The Financial Supervisory Commission declared the bank a "weak financial institution," allowing the government to order capital reduction and inject public funds.
Two state financial firms, Korea Deposit Insurance Corp. and Korea Asset Management Corp, will inject the funds later this month, including 1.1 trillion won for purchase of the bank's bad loans.
As of the end of June, Seoulbank had 27 trillion won in total assets, compared with 27.3 trillion won in debts. The commission also said US investment bank Morgan Stanley Dean Witter & Co, Seoulbank's financial adviser, was seeking new management for the bank.

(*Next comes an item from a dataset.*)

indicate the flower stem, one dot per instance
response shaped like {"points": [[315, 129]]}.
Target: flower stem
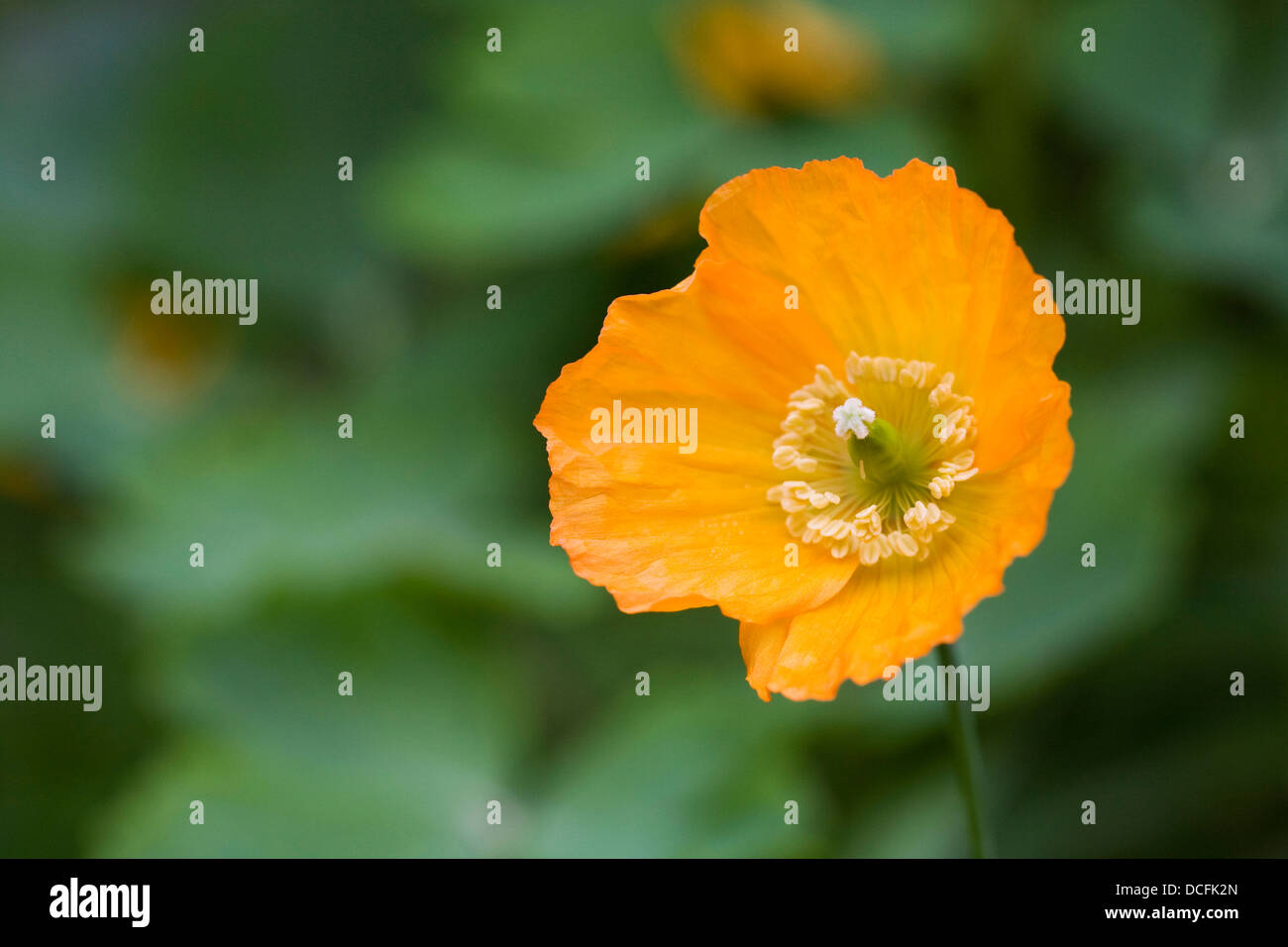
{"points": [[970, 767]]}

The commission and HSBCsigned a memorandum of understanding in February that called for the latter to buy a 70 per cent stake in Seoulbank for $700 million, with the Seoul government keeping the remaining 30 per cent. They missed an original deadline of May 30, but continued talks. The two sides differed over the amount of bad loans that the government would have covered after selling the majority interest in Seoulbank.
The government invested 800 billion won in Seoulbank and 700 billion won in Korea First Bank last year, effectively nationalizing them.
The sale of the two banks was one of the conditions laid down by the International Monetary Fund in exchange for its $58 billion bailout of the South Korean economy.
South Korean President Kim Dae Jung's government insisted on selling the banks to foreigners to demonstrate its willingness to open the cloistered domestic financial sector.